À l’obscurissime pénombre.
Le moindrissime dans l’obscurissisme pénombre.
L’ultime pénombre. Le moindrissime dans l’ultime pénombre.
Pire inempirable.
Samuel Beckett, Cap au pire, 1982
JEUX DE LUMIÈRE, correspondances de signes ou de significations sont les ingrédients habituels de la mise en scène de notre critique de l’usage des chiffres dans le débat public.
Au spectacle pour ce programme, notre héros favori, le pourcentage et tous les mauvais tours qu’il joue à ses utilisateurs maladroits en calcul sinon malhabiles en manipulations statistiques. Gagner dix points au twittoscope en se trompant de vingt points dans un écart en pour cent, serait-ce une nouvelle recette de communiquant ? Quand la frontière est franchie, plus de limite, « cap au pire, au pire inempirable… »
Pourquoi critiquer ainsi les maladresses relevées dans les médias, dans les campagnes de presse bien intentionnées des organismes gouvernementaux, dans les rapports d’experts supposés garantir le public contre l’ignorance ou la tromperie ? « Ne pas demander. Non. Demander en vain. Mieux plus mal ainsi. » Un jugement féroce mais lucide ?
Si la vérité n’est qu’une ombre prête à se livrer au plus offrant, faut-il s’en tenir à la rhétorique chiffrée de la communication et remonter à la source où elle serait née, la publicité ? Alors renonçons à faire la lumière sur les milliers de milliards d’euros, qu’ils soient partis en fumée ou à trouver dans le bas de laine des contribuables… Pour notre salut, débusquons les âneries chiffrées dans les étiquettes de composition de nos produits alimentaires, ne lisons plus que la pub dans nos magazines, plus rien à perdre pour ce qu’il y a dans le reste… « Ne pas demander si disparition se peut.

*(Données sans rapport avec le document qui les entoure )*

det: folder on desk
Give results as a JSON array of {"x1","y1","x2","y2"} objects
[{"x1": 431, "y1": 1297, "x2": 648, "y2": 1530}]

Dire non. »
Ce numéro de la Lettre d’information de Pénombre emprunte beaucoup à la pulp, les illustrations bien sûr, mais aussi un climat qui finit par imposer un style, nos textes formant alors un recueil de sales blagues de comptoir statistiques. Celles que nous entendons raconter et que nous ne pouvons pas ignorer. Désolés de tomber à ce niveau.
Cauchemar allégorique de lui-même ce numéro pulp, pour changer un peu, pour tromper l’ennui sur le quai de la gare en attendant un numéro spécial trains, tramways et autres transports publics. Sous le signe de la déconstruction du nombre où chacun ne parlera que par la voix de tous.